Requiem dell’amor di Patria

Marcello D’Orta

Cercavo nel vocabolario la parola «patroclino» quando mi si è parato davanti il sostantivo «patria».
Patroclino è un nome difficile, indica un tipo di eredità biologica in cui i discendenti hanno esclusivamente o prevalentemente caratteri ereditati dal padre; ma io penso che se si va di questo passo, la gente avrà più dimestichezza con tale aggettivo che col significato di patria, che pure dovrebbe essere noto a tutti: «Paese comune ai componenti di una nazione, cui essi si sentono legati come individui e come collettività, sia per nascita sia per motivi psicologici, storici, culturali e sim.».

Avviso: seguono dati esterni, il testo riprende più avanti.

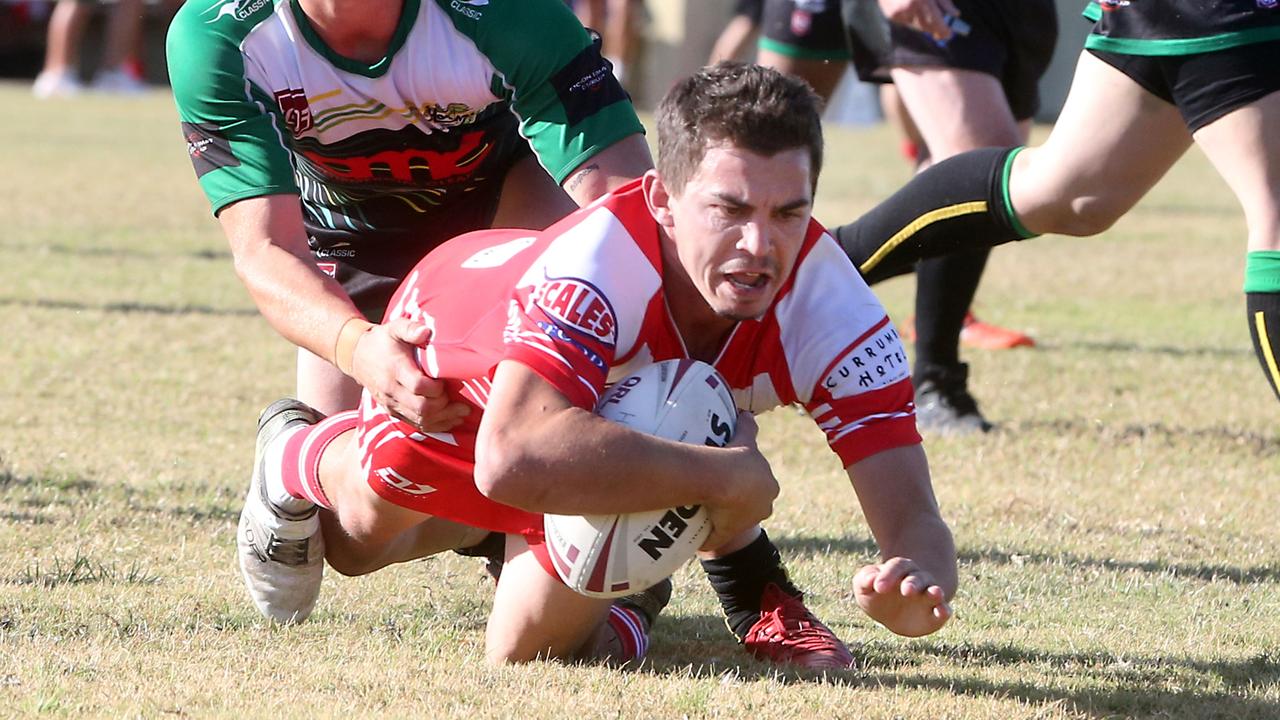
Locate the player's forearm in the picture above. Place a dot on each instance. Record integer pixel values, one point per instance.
(927, 541)
(295, 297)
(580, 464)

Che fine ha fatto la Patria? Diogene con la sua lanterna cercava l’uomo, io non trovo un patriota («chi ama la patria e lo dimostra») nemmeno se accendo il Faro di Alessandria. Non parlo di un patriota del Risorgimento, di uno di quelli che affrontavano il plotone d’esecuzione gridando: «Viva l’Italia!», di un Morelli, di un Silvati, di un Pellico o di un qualsiasi carbonaro; mi andrebbe bene pure uno che amasse in forma tiepida il Paese in cui è nato, e fosse pronto a sacrificare per esso non dico la vita, almeno una gamba, un ginocchio, una caviglia. Ma niente, non lo trovo, nemmeno taroccato, falsificato, made in China o a Taiwan.
Già Leopardi lamentava il disinteresse degli italiani verso il proprio (glorioso) passato, rimpiangendo la scomparsa delle virtù civiche e biasimando il «poco (...) amor nazionale», ora il «poco» è diventato «niuno», il sentimento patrio è morto e sepolto, almeno tra i giovani.

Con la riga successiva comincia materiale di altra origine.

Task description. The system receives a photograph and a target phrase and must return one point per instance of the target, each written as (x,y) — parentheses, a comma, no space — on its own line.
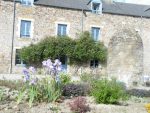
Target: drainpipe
(82,22)
(13,33)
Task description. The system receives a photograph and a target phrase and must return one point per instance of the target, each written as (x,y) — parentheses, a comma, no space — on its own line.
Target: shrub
(65,79)
(79,105)
(74,90)
(108,92)
(41,90)
(14,85)
(79,51)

Quando quelli della mia generazione (anni Cinquanta) andavano alle elementari e le medie, il nome Italia ancora aveva la forza di scaldare i cuori. Merito soprattutto dei maestri, che facevano studiare poesie o brani di prosa come L’inno di Garibaldi («Si scoprono le tombe, si levano i morti,/i martiri nostri son tutti risorti!»), Per la liberazione d’Italia («Bella Italia, amate sponde,/pur vi torno a riveder»), Lettera di Foscolo ai familiari (dolore per l’esilio), Il primato morale e civile degli italiani del Gioberti (da Le ricordanze della mia vita di Luigi Settembrini) eccetera. Anche la lettura del libro Cuore era «mirata», perché con i racconti mensili (Dagli Appennini alle Ande, Sangue romagnolo, La piccola vedetta lombarda, Il tamburino sardo...) si ricordava che veneti o toscani, calabresi o lombardi, sardi o napoletani, s’era tutti italiani.

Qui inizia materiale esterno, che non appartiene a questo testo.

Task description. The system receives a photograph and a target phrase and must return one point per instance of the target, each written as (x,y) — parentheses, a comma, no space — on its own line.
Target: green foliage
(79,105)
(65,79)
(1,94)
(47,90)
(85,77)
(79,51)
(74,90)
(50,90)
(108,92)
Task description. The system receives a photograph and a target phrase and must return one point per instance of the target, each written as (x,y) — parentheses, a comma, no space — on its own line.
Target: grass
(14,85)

Questa letteratura è scomparsa dalle antologie scolastiche (scomparsa e ripudiata) e se qualcosa è rimasto, non è tenuto in conto dagli insegnanti. Oggi le parole d’ordine sono europeismo, cosmopolitismo, rifiuto d’ogni distinzione di nazione e di razza; l’imperativo categorico è: considerare gli uomini cittadini di quella comune patria che è il mondo. Chi la pensa in modo diverso è un fascista, un oscurantista, un reazionario.
In questo tempo di gite scolastiche, gli alunni invadono le piazze (la piazza: invenzione italiana) visitano musei (ammirando capolavori del Barocco e del Rinascimento italiano), siti archeologici (Pompei, Ercolano, Foro romano), edifici monumentali, palazzi e residenze storiche (come il Vittoriale), salgono i gradini del Milite Ignoto, e il concetto, il sentimento di patria è loro sconosciuto. In classe studiano (soprattutto) la storia, la geografia e la letteratura italiana (Dante, «padre della lingua italiana», Manzoni, che voleva l'Italia «una d’arme, di lingua e d’altare»), e dovrebbero sentirsi (e si sentono) italiani non meno che francesi, tedeschi, belgi, danesi, australiani... Com’è strano tutto questo.
In un mondo sempre più villaggio globale, «pensare» europeo in termini culturali, economici e politici, è giusto (e opportuno), ma perdere (rinnegare) la propria identità geografica, storica, linguistica, è come disconoscere il grembo materno.
Riferendosi ai suoi natali, Totò affermava: «Sono parte nopeo e parte napoletano».

Quanti come me (fatemelo sapere), si sentono italiani al cento per cento?